The zoo is a member of the British and Irish Association of Zoos and Aquariums (BIAZA).

== History ==
Five Sisters Zoo originally began as an attraction in the garden centre owned by founders Brian and Shirley Curran. The couple had placed a rabbit enclosure inside the centre to entertain children while their parents shopped. The couple are passionate about animals and began to accept rescued animals for the public and zoos. Early arrivals included a hedgehog, a 28-year-old ring tailed lemur from Edinburgh Zoo, animals from Gorgie City Farm, wallabies and an emu that were rescued from an animal sanctuary in Fife and a number of African spurred tortoises seized by customs inspectors. The zoo officially began in 2005 when it was granted a licence to display wild animals to the public.

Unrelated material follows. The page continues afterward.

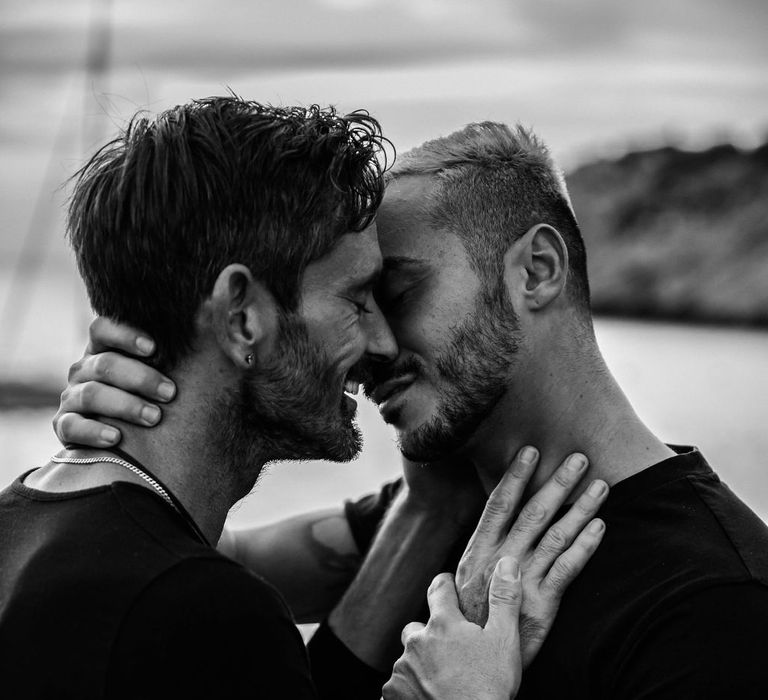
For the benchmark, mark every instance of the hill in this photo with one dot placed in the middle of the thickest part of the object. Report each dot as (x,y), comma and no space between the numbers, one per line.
(677,234)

The zoo's expansion was supported by donations from local supporters and substantial fundraising campaigns, which have funded the construction of new enclosures for larger rescue animals. Notable additions to the zoo include a £150,000 fundraising appeal in 2015 to create a habitat for four male lions rescued from a Belgian circus.

In April 2013, a fire started in the zoo's reptile house, which spread to some of the adjacent enclosures. Animals of 48 species died in this fire, including almost all the insects, snakes, lizards and tortoises housed in the building as well as eleven meerkats and a Eurasian otter. The fire was brought under control by fire crews from the Scottish Fire and Rescue Service with five fire engines and six specialist appliances involved. A faulty heating element within the reptile house is believed to have caused the fire.

== Animals and exhibits ==

=== Lions ===
The zoo has housed lions since 2015, when it rescued four male lions which were seized from a circus in Belgium keeping them illegally. The construction of the two-acre lion enclosure, featuring rock, a waterfall, pool and platform areas and a large, heated indoor den was supported by a £150,000 funding appeal. In 2024, the zoo became home to two lionesses that were rescued from a facility in Eastern Ukraine.

=== Asiatic black bear ===
In January 2024, the zoo re-homed Yampil, a 12-year-old Asiatic black bear that was rescued from a zoo in Donetsk province after being injured by shelling during the Russian invasion. Yampil was one of only seven survivors from the nearly 200 animals at the zoo and was discovered by Ukrainian soldiers when they recaptured the area in 2022. The zoo created a £200,0000 appeal was created to fund the construction of a new enclosure for the bear. Yampil died following an anaesthetic procedure in July 2024 during treatment for ongoing health problems.

=== Ring-tailed lemur ===
The zoo was home to the world's oldest ring-tailed lemur, Stumpy, who died in August 2025 at the age of 39, after 20 years at the zoo. Named, for his shorter than usual tail, Stumpy had 11 offspring and 25 grandchildren that now live in zoos across Europe.

=== Other mammals ===
Other notable mammal species in the zoo's collection include arctic wolves, Asian fishing cats, black lemurs, white-faced Saki monkeys, vervet monkeys, snow leopards, Scottish wildcats, red pandas, fennec foxes, fossa, clouded leopards and cheetahs.